Mattie Silks, one of the scandalous madams in the red-light district of Denver called The Row, chose her entrepreneurial business at the age of 19. Just following the Civil War, Mattie traveled and opened houses where she styled herself "madame" and not "madam," never being a "girl" herself. She eventually found her way to Denver where she set up a house in 1877.
Though Mattie was in a common-law marriage to a Mr. Silks, who had a daughter, Mattie met, fell for, and eventually married the gregarious Cort Thompson, well known for his infidelities and temper - and penchant for spending Mattie's money!

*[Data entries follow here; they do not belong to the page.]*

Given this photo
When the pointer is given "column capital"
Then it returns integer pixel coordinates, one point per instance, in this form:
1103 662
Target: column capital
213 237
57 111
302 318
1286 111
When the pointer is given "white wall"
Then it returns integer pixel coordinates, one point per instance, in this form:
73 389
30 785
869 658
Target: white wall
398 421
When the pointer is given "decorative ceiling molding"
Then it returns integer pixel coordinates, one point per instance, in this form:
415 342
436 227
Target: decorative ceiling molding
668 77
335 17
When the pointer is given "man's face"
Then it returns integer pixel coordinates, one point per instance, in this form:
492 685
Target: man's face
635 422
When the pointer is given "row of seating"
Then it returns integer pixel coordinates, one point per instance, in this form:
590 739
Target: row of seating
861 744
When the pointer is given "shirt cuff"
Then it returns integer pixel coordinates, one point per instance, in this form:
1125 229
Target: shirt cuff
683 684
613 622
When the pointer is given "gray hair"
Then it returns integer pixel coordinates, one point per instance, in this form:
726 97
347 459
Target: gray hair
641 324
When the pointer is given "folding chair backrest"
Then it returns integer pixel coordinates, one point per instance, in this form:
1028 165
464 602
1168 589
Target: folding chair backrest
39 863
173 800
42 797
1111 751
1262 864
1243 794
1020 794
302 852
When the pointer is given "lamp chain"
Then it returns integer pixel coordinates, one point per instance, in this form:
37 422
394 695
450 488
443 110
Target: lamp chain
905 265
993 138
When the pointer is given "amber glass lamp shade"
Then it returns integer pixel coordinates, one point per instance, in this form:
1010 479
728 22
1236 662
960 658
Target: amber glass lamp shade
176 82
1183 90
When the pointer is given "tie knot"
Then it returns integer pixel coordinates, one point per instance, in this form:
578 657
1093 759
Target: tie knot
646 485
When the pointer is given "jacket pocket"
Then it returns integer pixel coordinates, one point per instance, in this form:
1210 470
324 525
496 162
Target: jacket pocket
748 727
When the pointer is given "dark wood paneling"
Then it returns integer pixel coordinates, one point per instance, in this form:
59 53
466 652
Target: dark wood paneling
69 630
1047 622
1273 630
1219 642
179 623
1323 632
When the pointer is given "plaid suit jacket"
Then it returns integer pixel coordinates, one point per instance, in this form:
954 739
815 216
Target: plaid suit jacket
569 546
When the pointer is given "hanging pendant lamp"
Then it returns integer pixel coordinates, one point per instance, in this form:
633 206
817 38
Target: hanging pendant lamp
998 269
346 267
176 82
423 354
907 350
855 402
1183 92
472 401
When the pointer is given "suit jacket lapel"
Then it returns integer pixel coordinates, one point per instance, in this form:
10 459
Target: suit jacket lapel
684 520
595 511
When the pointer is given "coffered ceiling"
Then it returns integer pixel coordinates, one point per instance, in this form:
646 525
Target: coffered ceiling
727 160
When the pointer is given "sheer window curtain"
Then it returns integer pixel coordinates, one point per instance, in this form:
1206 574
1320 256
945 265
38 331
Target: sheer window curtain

To keep Cort away from her business - and away from the ladies - she purchased a ranch in Wray, Colorado and indulged in racehorses. Cort died in 1900 and is buried in Denver's Fairmount Cemetery.
Mattie next married Jack Ready - a diamond lover and Mattie's bookkeeper - keeping it all in the family. Business had been good, but growing pressures from City Hall and prohibition on the loom, Mattie succumbed to Denver authorities, but remained opened for business as a hotel, using her "girls" supposedly as maids.
Location, location, location eventually brought Mattie's hotel operation in The Row to a close and she sold up in 1919. In the end, she lived a life with money, but died at Denver General Hospital at aged 81 on January 7, 1929, with only a few thousand dollars to her name. She is buried in Fairmount Cemetery under the name "Martha A. Ready."
Denver acknowledged her house at 2009 Market Street as an historic preservation landmark, complete with brass plaque, entitled MATTIE SILKS HOUSE.